Questo lavoro, rielaborato e aggiornato, ha una storia che ci sembra utile condividere con il lettore. Faceva parte di una serie di quattro articoli ricavati da altrettante riunioni che tenemmo a Torino nel 1980, quando alcuni di noi facevano ancora parte del Partito Comunista Internazionale. Le prime tre: Auto-alimentazione del militarismo, Teoria e prassi della super-bomba e Valore d'uso degli armamenti furono pubblicate sul periodico Il programma comunista, organo del partito, rispettivamente sui nn. 6, 7 e 9 del 1980. La quarta, più lunga e articolata, non fu pubblicata perché la redazione di allora non accettò le critiche ai gruppetti politici dell'epoca. Ricordiamo che quel partito si sfasciò due anni dopo soprattutto a causa di un rilassamento politico di tipo attivistico simile a quello dei gruppetti che noi criticavamo da diversi anni. Ritrovata la bozza nei nostri archivi, essa ci è sembrata registrare abbastanza bene una situazione che, quasi trent'anni fa, per molti versi anticipava quella odierna con le "nuove" dottrine militari sfornate in questi anni da Washington. La bozza non si prestava ovviamente ad essere pubblicata così com'era, tuttavia il contenuto generale e la critica ai "movimenti" di fine anni '70 è valida ancora oggi. La trascrizione del dattiloscritto occupava 22 pagine in questo formato; fra tagli di parti d'attualità dell'epoca, aggiunte, precisazioni e riferimenti alla situazione odierna, ne risultano una dozzina in più. Pubblichiamo il tutto come un segno della continuità del nostro lavoro da trent'anni a questa parte. Il titolo è quello originale, mentre quelli dei capitoli sono stati aggiunti adesso.

Letture consigliate

  • Karl von Clausewitz, Della Guerra, Mondadori, 1970.

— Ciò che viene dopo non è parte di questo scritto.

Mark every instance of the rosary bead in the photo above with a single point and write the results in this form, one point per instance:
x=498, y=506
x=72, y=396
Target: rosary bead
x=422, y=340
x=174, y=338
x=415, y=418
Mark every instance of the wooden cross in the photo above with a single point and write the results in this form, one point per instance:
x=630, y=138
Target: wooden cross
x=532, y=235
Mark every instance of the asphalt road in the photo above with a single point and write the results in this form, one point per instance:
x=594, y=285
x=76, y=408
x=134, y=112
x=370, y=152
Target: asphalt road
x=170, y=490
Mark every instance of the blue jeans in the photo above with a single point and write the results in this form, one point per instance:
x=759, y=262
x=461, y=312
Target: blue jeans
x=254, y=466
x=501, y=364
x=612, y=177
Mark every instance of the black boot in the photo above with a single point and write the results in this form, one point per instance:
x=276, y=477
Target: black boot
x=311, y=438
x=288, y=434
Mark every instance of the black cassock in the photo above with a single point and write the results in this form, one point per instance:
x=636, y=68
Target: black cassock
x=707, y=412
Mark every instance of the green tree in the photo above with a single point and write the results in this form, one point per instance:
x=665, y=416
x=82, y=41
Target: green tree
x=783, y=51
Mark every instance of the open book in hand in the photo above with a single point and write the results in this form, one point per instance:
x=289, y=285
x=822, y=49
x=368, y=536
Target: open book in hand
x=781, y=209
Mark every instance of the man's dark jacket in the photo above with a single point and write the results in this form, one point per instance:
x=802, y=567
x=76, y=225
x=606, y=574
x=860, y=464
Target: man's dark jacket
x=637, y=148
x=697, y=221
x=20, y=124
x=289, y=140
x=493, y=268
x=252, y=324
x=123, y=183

  • Partito Comunista Internazionale, Dialogato coi morti, Edizioni Programma, 1956.
  • Partito Comunista Internazionale, "Marxismo o partigianesimo", Battaglia Comunista n. 14 del 1949. Ora in O rivoluzione o guerra, Quaderni di n+1, 1992.
  • Lev Trotsky, Come si arma la Rivoluzione, Newton Compton, 1977.
  • "Teoria e prassi della nuova politiguerra americana", n+1 n. 11, marzo-giugno 2003.
  • IISS, "New Conventional weapons and East-West Security I e II", Adelphi Papers nn. 144-145, 1979, Londra.
  • IISS, "New Technology And Super-Power Actions In Remote Contingencies", Survival marzo-aprile 1979, Londra.
  • "Une stratégie d'intervention sur mesure pour le Tiers Monde", Le Monde diplomatique, aprile 1980.
  • "La dottrina sovietica delle operazioni Desant", Eserciti e Armi n. 30, 1979.
  • K.T. Klare, Guerra senza Fine, Feltrinelli, 1979.
  • André Fontaine, Storia della guerra fredda, 2 voll. Il Saggiatore, 1971.
  • Martin von Creveld, The transformation of War, Free Press, 1991.
  • Fabio Mini, La guerra dopo la guerra, Einaudi, 2003.
  • Giulietto Chiesa, La guerra infinita, Feltrinelli, 2003.